Today the data is in two tables: A Service Class (Period) table and an Address Space table – both summarised at an interval level5. The former comes from RMF SMF 72 Subtype 3. The latter comes from SMF 30 Subtypes 2 and 3. It’s always interesting handling two different data sources as if they might magically corroborate each other. How naive. 🙂
I use standard SLR “PRINT CHART” and similar commands against these tables. Not so long ago I learnt how to drive GDDM graphing direct from REXX. Because I can do other things in the REXX (like adjust address space names to add e.g. “CICS”) I might take that route rather than using PRINT CHART. And there are some other cases I would want REXX’s sophistication to take care of – like either the 30’s or the 72’s being missing.
In your case you can probably bring the two together quite neatly. Anyone know if MXG already does this?
So, why am I blogging about this? Two reasons:
- Because you might want to try the same depiction idea.
- Because I’d like to know if you think this is a good idea.
So I’d like your input on this. (Commenting here would be fine or any other way you want.) And maybe next time I crunch your data the story will be told just that little bit better. At least that’s the plan. 🙂
1 Nowadays those pools are: GCP, ICF, zIIP, zAAP, and IFL.
2 I’ve not found much value in breaking CPU usage down by Service Class Period.
3 For memory I handle it differently – because there are reported-on memory usages that are outside of the Workload / Service Class hierarchy.

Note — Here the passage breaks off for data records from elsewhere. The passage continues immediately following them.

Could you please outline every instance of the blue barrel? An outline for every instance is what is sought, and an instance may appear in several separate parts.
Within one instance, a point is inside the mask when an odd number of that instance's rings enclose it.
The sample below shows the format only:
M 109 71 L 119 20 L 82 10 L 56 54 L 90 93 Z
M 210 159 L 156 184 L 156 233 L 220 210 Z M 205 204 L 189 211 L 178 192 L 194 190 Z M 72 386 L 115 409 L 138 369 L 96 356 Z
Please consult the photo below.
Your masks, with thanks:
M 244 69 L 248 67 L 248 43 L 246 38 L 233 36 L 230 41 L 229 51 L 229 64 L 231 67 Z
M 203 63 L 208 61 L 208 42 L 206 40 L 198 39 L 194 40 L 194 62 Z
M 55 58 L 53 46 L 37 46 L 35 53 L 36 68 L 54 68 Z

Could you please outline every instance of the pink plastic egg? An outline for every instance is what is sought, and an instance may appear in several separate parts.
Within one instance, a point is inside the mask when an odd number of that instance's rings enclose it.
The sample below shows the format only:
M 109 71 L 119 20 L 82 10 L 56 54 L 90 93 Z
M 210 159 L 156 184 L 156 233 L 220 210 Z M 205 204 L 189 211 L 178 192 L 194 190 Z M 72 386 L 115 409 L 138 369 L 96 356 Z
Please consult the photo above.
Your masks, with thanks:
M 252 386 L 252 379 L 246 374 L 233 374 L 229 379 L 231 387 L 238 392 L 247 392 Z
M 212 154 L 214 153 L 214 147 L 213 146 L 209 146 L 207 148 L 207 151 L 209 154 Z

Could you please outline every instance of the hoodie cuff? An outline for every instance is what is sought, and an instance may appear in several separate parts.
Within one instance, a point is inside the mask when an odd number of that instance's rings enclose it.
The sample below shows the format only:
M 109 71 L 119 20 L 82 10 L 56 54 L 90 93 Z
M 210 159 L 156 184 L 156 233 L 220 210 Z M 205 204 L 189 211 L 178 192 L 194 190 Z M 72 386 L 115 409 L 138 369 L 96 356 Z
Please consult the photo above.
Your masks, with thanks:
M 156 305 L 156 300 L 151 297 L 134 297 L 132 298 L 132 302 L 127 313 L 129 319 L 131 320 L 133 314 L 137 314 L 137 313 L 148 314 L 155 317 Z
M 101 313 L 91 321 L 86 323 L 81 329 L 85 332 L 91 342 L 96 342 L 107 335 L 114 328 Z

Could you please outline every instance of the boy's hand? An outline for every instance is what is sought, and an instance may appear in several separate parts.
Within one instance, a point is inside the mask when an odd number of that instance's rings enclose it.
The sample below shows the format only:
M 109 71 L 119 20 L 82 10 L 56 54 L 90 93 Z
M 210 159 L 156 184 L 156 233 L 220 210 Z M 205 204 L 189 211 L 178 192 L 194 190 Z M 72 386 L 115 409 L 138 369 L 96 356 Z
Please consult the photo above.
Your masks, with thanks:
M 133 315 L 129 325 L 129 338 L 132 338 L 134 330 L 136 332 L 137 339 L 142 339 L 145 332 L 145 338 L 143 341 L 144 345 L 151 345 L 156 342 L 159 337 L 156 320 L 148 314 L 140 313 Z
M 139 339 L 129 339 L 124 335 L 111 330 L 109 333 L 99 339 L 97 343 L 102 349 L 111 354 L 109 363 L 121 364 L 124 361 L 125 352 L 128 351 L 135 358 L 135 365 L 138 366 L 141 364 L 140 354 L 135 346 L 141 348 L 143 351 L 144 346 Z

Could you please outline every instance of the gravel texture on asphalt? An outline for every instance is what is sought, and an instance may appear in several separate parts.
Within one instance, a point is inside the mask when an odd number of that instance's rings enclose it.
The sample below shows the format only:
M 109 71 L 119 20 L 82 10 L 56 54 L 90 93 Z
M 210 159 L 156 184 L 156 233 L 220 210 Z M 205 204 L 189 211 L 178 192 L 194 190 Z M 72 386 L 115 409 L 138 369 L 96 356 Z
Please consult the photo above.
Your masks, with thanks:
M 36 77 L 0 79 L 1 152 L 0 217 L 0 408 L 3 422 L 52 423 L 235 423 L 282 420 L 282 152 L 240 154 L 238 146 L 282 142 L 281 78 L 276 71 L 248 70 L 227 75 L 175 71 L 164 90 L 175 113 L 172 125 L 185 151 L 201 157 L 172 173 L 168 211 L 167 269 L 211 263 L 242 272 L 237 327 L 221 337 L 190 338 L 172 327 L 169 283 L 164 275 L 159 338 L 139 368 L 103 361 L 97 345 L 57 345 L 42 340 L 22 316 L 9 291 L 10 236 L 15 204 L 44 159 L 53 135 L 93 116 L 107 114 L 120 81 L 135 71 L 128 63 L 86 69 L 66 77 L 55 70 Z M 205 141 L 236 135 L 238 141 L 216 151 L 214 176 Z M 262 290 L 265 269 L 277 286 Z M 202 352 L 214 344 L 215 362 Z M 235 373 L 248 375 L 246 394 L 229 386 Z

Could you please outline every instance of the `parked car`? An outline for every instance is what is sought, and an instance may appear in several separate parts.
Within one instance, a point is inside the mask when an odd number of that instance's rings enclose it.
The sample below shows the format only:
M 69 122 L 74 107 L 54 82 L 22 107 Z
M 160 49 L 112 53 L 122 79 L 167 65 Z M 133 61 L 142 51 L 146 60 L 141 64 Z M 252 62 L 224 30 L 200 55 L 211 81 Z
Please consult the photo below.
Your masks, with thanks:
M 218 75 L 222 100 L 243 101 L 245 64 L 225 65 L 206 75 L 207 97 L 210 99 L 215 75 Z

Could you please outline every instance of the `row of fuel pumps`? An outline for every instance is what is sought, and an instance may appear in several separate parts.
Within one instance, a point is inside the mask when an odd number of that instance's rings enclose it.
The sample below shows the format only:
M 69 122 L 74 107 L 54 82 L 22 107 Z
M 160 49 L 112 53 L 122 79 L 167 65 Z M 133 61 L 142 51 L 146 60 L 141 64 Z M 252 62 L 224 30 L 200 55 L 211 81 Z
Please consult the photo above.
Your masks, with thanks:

And I explicitly calculate an "Other" category – which has never turned out to be negative.
4 Today I’d be showing you two charts and inviting you to do the comparison. I hope my proposal makes this quicker and smoother.
5 This interval may be different in the SMF 30 and 72 records but it’s summarised to the same interval in the code. This might be 15 minutes, 30 minutes or (most usually) 1 hour. And that’s all summarised at the "shift" level for even broader brush work.